NEW YORK (AP) — Madonna, a pioneer for gay rights, accepted the Advocate for Change Award at the 2019 GLAAD Media Awards with a rousing speech that went from playful to emotional, bringing the audience to its feet.
The 60-year-old pop icon turned heads as she walked to her table at the Hilton Midtown in New York on Saturday night, before taking the stage to celebrate her three decades of advocacy work in the LGBTQ community.
"Why have I always fought for change? That's a hard question to answer. It's like trying to explain the importance of reading or the need to love. Growing up I always felt like an outsider, like I didn't fit in. It wasn't because I didn't shave under my armpits, I just didn't fit in, OK," she said. "The first gay man I ever met was named Christopher Flynn. He was my ballet teacher in high school and he was the first person that believed in me, that made me feel special as a dancer, as an artist and as a human being. I know this sounds trivial and superficial, but he was the first man to tell me I was beautiful."
Madonna went on to say Flynn took her to her first gay club in Detroit, and that the evening changed her life.
"For the first time I saw men kissing men, girls dressed like boys, boys wearing hot pants, insane, incredible dancing and a kind of freedom and joy and happiness that I had never seen before," she said. "I finally felt like I was not alone, that it was OK to be different and to not be like everybody else.

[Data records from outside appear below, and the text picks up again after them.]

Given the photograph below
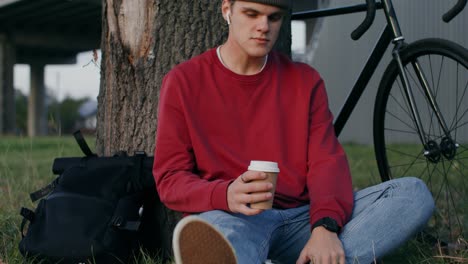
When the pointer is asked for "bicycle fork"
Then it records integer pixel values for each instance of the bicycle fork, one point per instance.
(432, 150)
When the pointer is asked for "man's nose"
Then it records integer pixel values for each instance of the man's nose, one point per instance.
(263, 24)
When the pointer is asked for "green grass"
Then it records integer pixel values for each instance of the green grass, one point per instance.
(25, 166)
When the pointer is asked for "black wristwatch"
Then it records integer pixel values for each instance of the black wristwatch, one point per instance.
(329, 223)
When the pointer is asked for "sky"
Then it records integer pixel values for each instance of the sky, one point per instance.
(82, 79)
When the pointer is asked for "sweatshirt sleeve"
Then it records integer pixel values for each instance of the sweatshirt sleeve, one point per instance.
(179, 186)
(328, 179)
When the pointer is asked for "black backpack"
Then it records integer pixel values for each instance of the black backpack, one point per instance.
(93, 211)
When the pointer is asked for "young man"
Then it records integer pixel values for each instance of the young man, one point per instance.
(241, 102)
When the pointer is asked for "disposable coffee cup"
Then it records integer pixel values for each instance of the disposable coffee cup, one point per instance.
(271, 169)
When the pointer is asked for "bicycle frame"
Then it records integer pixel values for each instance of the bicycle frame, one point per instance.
(390, 34)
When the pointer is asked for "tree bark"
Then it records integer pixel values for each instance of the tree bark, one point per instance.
(141, 41)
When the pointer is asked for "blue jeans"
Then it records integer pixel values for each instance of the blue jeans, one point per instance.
(384, 216)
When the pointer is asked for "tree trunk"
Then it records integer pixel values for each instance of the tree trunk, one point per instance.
(141, 41)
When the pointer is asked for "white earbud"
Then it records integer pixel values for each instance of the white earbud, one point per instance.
(228, 17)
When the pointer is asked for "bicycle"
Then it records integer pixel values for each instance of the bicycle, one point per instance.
(407, 110)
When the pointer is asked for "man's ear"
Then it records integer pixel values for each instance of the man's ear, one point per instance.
(228, 17)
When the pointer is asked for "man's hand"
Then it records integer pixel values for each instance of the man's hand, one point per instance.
(323, 247)
(246, 190)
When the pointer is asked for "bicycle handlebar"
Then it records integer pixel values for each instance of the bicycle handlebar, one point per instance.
(370, 15)
(454, 11)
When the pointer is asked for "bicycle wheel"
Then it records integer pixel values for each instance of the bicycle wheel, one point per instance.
(398, 148)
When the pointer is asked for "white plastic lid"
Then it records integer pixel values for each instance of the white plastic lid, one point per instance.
(260, 165)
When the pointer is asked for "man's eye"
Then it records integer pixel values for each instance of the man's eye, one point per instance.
(275, 18)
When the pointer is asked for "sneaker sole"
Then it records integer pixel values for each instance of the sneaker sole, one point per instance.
(198, 242)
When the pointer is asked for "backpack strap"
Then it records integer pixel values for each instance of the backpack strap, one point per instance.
(121, 224)
(83, 145)
(27, 215)
(43, 191)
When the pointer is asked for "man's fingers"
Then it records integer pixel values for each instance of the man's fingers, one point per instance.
(255, 197)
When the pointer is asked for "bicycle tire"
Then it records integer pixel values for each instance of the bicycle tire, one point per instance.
(398, 147)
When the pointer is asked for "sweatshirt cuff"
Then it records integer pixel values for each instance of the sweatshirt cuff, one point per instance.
(219, 196)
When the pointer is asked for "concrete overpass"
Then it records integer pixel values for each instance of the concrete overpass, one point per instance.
(44, 32)
(41, 32)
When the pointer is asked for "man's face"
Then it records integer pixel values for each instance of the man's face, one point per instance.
(254, 27)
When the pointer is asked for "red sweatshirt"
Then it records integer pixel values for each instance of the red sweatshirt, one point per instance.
(212, 122)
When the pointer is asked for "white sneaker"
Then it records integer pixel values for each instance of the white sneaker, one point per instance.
(195, 241)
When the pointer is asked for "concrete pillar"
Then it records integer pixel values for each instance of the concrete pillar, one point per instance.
(37, 109)
(7, 91)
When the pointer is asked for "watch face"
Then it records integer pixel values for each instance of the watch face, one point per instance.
(329, 223)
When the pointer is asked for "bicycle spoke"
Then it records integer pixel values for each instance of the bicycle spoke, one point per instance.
(437, 74)
(403, 122)
(401, 131)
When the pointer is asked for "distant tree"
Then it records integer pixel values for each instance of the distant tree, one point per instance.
(63, 116)
(21, 104)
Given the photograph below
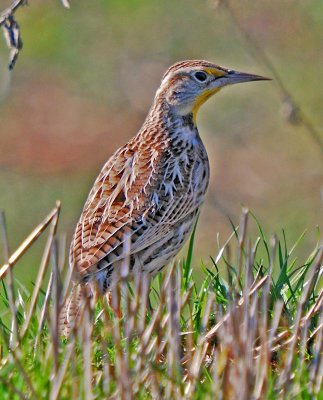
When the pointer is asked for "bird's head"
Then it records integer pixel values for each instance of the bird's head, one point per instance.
(186, 85)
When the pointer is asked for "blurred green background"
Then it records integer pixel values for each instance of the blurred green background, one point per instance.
(85, 80)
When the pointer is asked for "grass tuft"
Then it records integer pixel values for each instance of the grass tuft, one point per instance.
(253, 329)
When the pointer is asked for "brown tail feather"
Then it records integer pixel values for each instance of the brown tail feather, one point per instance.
(70, 312)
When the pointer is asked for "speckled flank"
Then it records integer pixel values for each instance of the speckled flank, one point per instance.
(148, 194)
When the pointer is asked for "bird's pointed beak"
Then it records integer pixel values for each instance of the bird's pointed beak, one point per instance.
(233, 77)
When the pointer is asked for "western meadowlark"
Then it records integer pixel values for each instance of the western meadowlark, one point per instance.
(150, 191)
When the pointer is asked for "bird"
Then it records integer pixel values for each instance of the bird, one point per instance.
(149, 193)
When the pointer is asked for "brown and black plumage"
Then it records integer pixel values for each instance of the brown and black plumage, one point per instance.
(151, 189)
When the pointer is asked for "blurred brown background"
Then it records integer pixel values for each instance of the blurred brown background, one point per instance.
(85, 80)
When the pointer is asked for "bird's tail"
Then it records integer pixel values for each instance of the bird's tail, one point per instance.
(71, 310)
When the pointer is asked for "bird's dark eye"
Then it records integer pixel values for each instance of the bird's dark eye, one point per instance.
(200, 76)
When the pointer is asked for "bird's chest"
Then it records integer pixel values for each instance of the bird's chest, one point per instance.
(184, 173)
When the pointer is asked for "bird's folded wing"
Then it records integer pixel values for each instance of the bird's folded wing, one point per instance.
(117, 202)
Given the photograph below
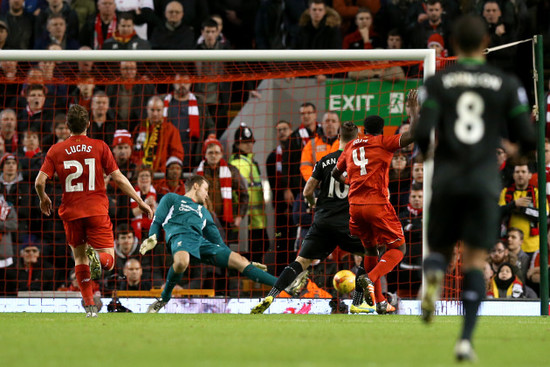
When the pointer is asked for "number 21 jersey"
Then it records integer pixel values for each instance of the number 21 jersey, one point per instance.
(367, 162)
(79, 163)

And that after all, I was not a freak. I felt at home, and it gave me hope."
Madonna also said Flynn pushed her to leave Michigan and go to New York to pursue her dreams. And when she arrived in the Big Apple in 1977, she was in awe with all New York had to offer — diversity, creativity — but she also learned about the AIDS epidemic.
"The plague that moved in like a black cloud over New York City and in a blink of an eye," she said and snapped her fingers, "took out all of my friends."
"After I lost my best friend and roommate Martin Burgoyne and then Keith Haring — happy birthday Keith — I decided to take up the bull horn and really fight back," she added.
Madonna, teary-eyed from her seat, received the award from Anderson Cooper, Mykki Blanco and Rosie O'Donnell, who gave a powerful speech about how Madonna helped her become more comfortable in her own skin.
"So here I was — VG, very gay — dating a man and I went to Madonna for advice," said O'Donnell, who co-starred in 1992's "A League of Their Own" with the singer. "I was questioning and unsure, my gay life was blossoming but I didn't quite know what to do. And she told me, 'Rosie, just follow your heart' — advice I still follow to this day."
The multi-hour GLAAD event also gave awards to Andy Cohen, the FX series "Pose" and "The Assassination of Gianni Versace: American Crime Story," Samantha Bee, the film "Boy Erased," CNN's Don Lemon and R&B singer Janelle Monae. The event will air on Logo on May 12.
Despite winning seven Grammys, two Golden Globes and countless other honors, Madonna said getting GLAAD's Advocate for Change Award has a special place in her heart.
"Because it's recognition of years and years of work that I've done over three decades. It's not anything superficial," Madonna said in an interview with The Associated Press after receiving her honor. "It means something to me because I put a lot of blood, sweat and tears into all the work that I've done over the years advocating for change."
Madonna will release her 14th album, "Madame X," on June 14. It was inspired from living in Lisbon, Portugal, for the last few years and includes collaborations with Colombian singer Maluma, Migos rapper Quavo, Brazilian singer Anitta, and singer-rapper-songwriter Swae Lee of the duo Rae Sremmurd.
The album also features the track "Batuka," co-written by Madonna's 13-year-old son, David Banda.
"That was a family affair — the call and response song," Madonna said. "(David) likes to take more of the credit than the rest of my children. It's always fun to work with my kids, especially David."